The tech from BigBiz.com called back mid-afternoon. At first he said that everything appeared to be okay. He tried sending me a test message, which arrived fine. Fortunately, we dug a little deeper. Although I can't believe they didn't notice it until then or that I was the first person to point out the problem, the mailer daemon was not running. He said they'd had to restart the server last night to fix a sendmail loop, and apparently the mailer daemon never came back up. When he started the daemon, it immediately spawned about twenty processes to clear the logjam. I still can't believe it sat that way for half a day before anyone noticed.

Now, to add to this strangeness, I'm not getting much mail. I expected to get a flood as the server disgorged the stuff it had queued. Instead, I'm getting a few current messages, mostly return receipts. I've only gotten one real message since the problem was supposedly fixed, so I'm wondering where all my queued-up stuff has gotten to. I hope they haven't lost it all.

Friday, August 14, 1998

FedEx just showed up with the QC1 draft of Windows NT TCP/IP Network Administration as a three inch high stack of photocopies, printed on one side. I guess I'll be spending the weekend going through it. To work...

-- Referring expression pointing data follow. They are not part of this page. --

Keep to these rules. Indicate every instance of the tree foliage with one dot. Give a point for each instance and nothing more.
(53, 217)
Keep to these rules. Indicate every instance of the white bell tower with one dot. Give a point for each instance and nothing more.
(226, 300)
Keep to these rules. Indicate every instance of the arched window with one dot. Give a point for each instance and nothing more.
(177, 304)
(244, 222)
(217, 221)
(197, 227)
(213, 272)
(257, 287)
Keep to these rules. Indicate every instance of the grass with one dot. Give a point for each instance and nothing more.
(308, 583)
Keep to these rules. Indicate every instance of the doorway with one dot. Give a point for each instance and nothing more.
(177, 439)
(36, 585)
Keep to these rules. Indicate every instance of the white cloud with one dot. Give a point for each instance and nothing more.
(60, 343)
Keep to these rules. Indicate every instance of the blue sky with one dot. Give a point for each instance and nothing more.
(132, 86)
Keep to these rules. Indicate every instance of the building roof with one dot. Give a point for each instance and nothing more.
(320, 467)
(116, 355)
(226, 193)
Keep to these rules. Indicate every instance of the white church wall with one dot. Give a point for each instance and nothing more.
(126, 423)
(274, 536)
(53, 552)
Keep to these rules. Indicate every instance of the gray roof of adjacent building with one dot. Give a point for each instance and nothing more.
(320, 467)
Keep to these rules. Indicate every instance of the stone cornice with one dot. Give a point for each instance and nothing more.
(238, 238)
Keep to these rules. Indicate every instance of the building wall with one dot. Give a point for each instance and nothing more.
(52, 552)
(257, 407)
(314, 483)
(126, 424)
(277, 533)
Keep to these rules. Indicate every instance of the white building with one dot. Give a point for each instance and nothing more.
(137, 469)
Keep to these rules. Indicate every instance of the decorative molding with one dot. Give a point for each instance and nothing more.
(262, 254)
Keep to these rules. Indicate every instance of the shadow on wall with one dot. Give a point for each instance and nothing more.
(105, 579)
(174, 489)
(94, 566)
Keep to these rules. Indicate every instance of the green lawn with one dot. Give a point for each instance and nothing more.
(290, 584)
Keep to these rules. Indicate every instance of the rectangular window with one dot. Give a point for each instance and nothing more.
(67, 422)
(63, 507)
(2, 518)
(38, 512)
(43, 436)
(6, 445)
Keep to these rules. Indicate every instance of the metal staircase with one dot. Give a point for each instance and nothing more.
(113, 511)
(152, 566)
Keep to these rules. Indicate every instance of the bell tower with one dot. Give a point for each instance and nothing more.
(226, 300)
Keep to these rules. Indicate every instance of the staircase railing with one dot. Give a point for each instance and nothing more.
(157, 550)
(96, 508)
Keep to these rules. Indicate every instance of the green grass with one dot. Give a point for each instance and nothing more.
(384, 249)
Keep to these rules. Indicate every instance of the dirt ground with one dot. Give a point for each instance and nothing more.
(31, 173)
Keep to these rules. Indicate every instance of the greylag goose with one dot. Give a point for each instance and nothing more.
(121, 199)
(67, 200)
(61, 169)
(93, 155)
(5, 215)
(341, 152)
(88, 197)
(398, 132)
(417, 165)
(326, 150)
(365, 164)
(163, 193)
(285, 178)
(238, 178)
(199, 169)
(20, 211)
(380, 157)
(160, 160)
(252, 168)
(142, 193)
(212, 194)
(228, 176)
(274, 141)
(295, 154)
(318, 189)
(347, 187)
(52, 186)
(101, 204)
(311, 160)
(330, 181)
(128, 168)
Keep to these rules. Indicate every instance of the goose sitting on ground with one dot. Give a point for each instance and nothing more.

I spent the morning giving the book a quick read-through, and it looks pretty good. I then spent a little time updating the web site, mostly the stuff that Barbara needs to have done so that she can get started on her portion of it. I'm going to go ahead and publish this stuff to the web server, and then take everything down so I can start my weekly network backup.

Saturday and Sunday, August 15 and 16, 1998

Spent most of my free time this weekend going through the QC1 draft of of Windows NT TCP/IP Network Administration word by word looking for mistakes. In about 12 or 14 hours of work, I only managed to get through the first 200 pages or so. I'm going to have to speed it up tomorrow, because that's the last day on the schedule allowed for author review.

Went to our friends Don's and Natalya's home for dinner last night. Natalya is from St. Petersburg, and has lived in the US for about 5 years. We met Natalya a couple of years ago when she became a page at my wife's library. I sometimes wonder how she feels, going from being an archivist at the Hermitage in Leningrad to being a page at a small US library. She's a delightful person, and I really enjoy talking with her. It's fascinating to learn how someone thinks who grew up under a completely different system. I learn a lot from listening to her.